See also: Walmart Sees Demand Shift for Low-Priced Bacon and High-Ticket Game Consoles
“We’re positioned to do well in great economies and economies that aren’t as good, so we’re going to be positioning ourselves to take care of our customers going forward, and our teams and our suppliers both need to do more to help customers out,” Furner added.
Both Walmart’s prediction challenges and its slumping stock price were surpassed the following day, after rival Target reported its own bottom-line miss, triggering a 30% plunge in its shares for the week.
Like Walmart and countless other retailers and businesses in other industries, Target is not waiting for confirmation from the NBER to adjust.
“We work each and every day to make sure we’re finding efficiency throughout our operation,” Target CEO Brian Cornell said on the retailer’s Q1 conference call on May 18. “Certainly, coming out of the first quarter, we are doubling down on finding operating efficiencies and greater effectiveness in the organization.”
“We know we’ve got to be really agile,” Cornell added, whether that means adapting to changing consumer trends or economic circumstances.
Pain and Action
With 70% of U.S. GDP derived from consumer and household spending, there’s really no reason to wait for trailing data to confirm what dozens of front-line reports from retailers have already implied, and what several dozen more are projected to say in the days and weeks to come.
While there’s sure to be nuances and pockets of company-level execution that deliver incrementally better or worse results, on the whole, the economic die has already been largely cast — meaning even a few outlier earnings reports this week are unlikely to have a material effect on the broader narrative.
This is not to say “official recession” is a foregone conclusion, as much as it is a declaration that “unofficial recessionary response” has already begun.
While things can and do change rapidly — as evidenced by the rapid crash and rebound between the second and third quarters of 2020, which saw U.S. GDP go from -31% to +34% in a matter of weeks — barring an immediate halt to the Russia-Ukraine war and a dramatic reversal in energy and gasoline prices, that is probably not a likely outcome.
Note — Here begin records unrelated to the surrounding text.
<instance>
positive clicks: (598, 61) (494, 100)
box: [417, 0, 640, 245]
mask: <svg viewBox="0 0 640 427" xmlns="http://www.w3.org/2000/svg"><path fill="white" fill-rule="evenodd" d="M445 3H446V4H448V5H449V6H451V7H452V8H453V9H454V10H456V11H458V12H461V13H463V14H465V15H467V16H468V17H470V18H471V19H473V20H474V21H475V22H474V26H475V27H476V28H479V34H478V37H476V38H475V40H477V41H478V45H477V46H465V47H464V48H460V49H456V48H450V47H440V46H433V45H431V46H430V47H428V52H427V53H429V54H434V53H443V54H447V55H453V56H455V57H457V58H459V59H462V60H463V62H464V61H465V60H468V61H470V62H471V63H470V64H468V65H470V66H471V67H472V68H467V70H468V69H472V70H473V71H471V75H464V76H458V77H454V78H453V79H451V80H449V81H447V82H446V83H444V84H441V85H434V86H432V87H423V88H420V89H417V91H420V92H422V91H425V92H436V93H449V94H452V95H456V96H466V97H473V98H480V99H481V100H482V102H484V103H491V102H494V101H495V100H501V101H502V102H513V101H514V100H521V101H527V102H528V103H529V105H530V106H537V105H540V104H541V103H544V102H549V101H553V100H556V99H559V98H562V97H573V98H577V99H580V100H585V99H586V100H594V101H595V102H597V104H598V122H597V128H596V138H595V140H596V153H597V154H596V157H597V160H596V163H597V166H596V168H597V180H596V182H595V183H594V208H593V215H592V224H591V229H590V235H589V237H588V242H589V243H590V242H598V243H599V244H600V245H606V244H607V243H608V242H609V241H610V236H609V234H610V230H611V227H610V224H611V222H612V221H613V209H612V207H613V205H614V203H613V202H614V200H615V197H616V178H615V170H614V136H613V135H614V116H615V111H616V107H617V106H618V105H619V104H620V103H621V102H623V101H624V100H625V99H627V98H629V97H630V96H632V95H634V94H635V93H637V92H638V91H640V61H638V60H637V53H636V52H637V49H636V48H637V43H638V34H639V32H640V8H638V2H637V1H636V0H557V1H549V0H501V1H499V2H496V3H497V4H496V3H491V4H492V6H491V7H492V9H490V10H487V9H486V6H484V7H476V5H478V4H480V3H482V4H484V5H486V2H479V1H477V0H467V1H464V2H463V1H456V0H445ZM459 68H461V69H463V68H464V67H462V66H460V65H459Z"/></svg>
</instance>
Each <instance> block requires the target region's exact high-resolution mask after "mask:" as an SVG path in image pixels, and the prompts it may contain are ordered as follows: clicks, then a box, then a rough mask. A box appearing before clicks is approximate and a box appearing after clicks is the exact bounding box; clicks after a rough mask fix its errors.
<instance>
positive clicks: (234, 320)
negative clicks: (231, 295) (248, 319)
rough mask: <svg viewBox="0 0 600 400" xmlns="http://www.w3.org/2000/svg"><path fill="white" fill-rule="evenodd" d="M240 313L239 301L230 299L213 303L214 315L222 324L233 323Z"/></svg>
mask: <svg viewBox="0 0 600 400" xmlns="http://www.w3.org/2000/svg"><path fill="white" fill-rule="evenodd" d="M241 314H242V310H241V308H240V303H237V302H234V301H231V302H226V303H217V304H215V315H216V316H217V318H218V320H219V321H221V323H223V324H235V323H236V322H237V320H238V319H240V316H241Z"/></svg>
In light of that, while expected changes in consumer buying habits have been identified, with increased demand for cheaper store brands versus labeled counterparts, that belt-tightening shift or trade-down has not been uniformly experienced by all retailers.
In fact, some higher end names like VFC’s North Face line of apparel posted record quarters, whereas more discount-oriented brands that were presumed to be well positioned for a bump from bargain hunters, such as Ross Stores, never saw it happen.
Read more: Ross Stores Not Feeling Benefit of Shoppers’ Bargain Hunting
“On the trade-down customer, it’s hard to say,” Ross Stores Chief Operating Officer Michael Hartshorn said May 19 on the retailer’s Q1 call. “Obviously, with higher fuel and food prices, discretionary spending for the lower-end customer is being squeezed and we saw customers at both [Dress for Less and dd’s Discount] chains pull back on spending in the first quarter.”
Even so, Walmart CEO Doug McMillon said that while the retailer was seeing some indications of change throughout the quarter, that wasn’t true for all of its customers.
“I think it’s important to recognize that there’s more than one consumer. We serve the whole country… [and] we’ve got a breadth of customers and they behave differently,” McMillon said.